Android 17 takes inspiration from Apple with its Continue On feature

Published on May 22, 2026 | Translated from Spanish

Google has introduced Continue On, a feature for Android 17 that allows you to start a task on your phone and continue it on a compatible tablet. Similar to Apple's Handoff, this tool aims to sync devices seamlessly. For now, it only works from phone to tablet, but the company plans to make it bidirectional in the future.

Smartphone and tablet lying flat on a wooden desk, screen of phone showing a video editing timeline mid-scroll, tablet screen displaying the same timeline with a glowing transfer arrow floating between devices, hand reaching from phone toward tablet during the handoff process, technical illustration style, clean white background, subtle blue connection lines linking both screens, UI elements like progress bars and sync icons visible, photorealistic render with soft studio lighting, no text or numbers on screens, cinematic depth of field

How Android device synchronization works 🤖

Continue On relies on your Google account and proximity services like Bluetooth or Wi-Fi Direct. When it detects a linked tablet, the system transfers the state of the active app, allowing you to resume tasks such as watching a video or editing a document. Initially unidirectional, Google is working on a bidirectional version to exchange tasks between both devices. No cables or complex setups are required.

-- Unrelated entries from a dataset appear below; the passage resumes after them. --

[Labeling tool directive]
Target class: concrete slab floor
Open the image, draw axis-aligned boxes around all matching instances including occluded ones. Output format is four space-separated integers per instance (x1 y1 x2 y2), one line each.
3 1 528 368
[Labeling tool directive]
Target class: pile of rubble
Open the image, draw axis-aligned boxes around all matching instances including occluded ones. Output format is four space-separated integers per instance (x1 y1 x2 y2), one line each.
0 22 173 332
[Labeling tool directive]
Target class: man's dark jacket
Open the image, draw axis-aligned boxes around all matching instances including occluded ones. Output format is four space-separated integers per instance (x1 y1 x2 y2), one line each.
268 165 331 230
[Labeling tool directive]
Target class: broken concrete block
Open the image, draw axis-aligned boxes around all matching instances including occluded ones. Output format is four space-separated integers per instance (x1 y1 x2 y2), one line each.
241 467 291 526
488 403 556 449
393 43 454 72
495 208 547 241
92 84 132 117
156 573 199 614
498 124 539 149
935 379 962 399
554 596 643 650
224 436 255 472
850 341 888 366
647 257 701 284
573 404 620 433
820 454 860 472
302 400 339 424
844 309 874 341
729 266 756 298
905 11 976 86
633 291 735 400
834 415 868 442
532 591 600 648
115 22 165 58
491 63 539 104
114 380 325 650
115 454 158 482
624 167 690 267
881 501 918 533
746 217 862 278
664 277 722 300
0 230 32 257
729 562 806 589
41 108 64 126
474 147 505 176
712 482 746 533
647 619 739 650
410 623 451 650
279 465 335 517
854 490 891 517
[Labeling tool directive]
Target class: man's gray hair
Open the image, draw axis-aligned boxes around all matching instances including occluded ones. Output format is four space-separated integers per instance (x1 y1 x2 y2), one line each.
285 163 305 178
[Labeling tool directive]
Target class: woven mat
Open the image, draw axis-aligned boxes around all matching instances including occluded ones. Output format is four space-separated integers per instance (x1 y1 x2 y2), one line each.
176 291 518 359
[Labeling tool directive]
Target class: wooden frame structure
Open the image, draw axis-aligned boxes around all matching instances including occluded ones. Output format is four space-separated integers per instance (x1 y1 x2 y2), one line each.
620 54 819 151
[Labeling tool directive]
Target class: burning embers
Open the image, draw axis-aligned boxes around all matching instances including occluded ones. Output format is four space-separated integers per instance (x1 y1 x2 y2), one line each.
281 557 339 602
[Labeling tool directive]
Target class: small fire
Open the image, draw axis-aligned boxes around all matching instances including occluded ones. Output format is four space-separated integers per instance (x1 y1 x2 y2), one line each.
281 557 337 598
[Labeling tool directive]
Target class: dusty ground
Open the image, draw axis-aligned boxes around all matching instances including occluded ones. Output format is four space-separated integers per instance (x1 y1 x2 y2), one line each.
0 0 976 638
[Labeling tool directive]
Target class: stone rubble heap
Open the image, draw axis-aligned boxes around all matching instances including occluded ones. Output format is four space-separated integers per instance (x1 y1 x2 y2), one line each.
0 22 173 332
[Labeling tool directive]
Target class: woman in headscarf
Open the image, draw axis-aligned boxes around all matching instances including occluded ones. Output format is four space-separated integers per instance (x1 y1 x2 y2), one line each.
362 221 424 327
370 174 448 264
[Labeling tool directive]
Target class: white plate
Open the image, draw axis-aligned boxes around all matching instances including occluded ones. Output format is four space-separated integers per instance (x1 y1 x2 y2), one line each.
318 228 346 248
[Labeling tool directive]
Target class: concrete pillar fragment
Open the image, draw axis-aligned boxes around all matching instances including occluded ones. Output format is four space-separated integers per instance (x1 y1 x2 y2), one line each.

The feature that will make you forget where you left your phone 📱

Because yes, now you can start reading an article on your phone and finish it on the tablet. The problem is that, since it only works from phone to tablet, if you lose your phone, the tablet stays in standby mode. But don't worry: when the bidirectional version arrives, you'll be able to pass the task back to the phone... just before it shuts down due to low battery. Ironies of progress.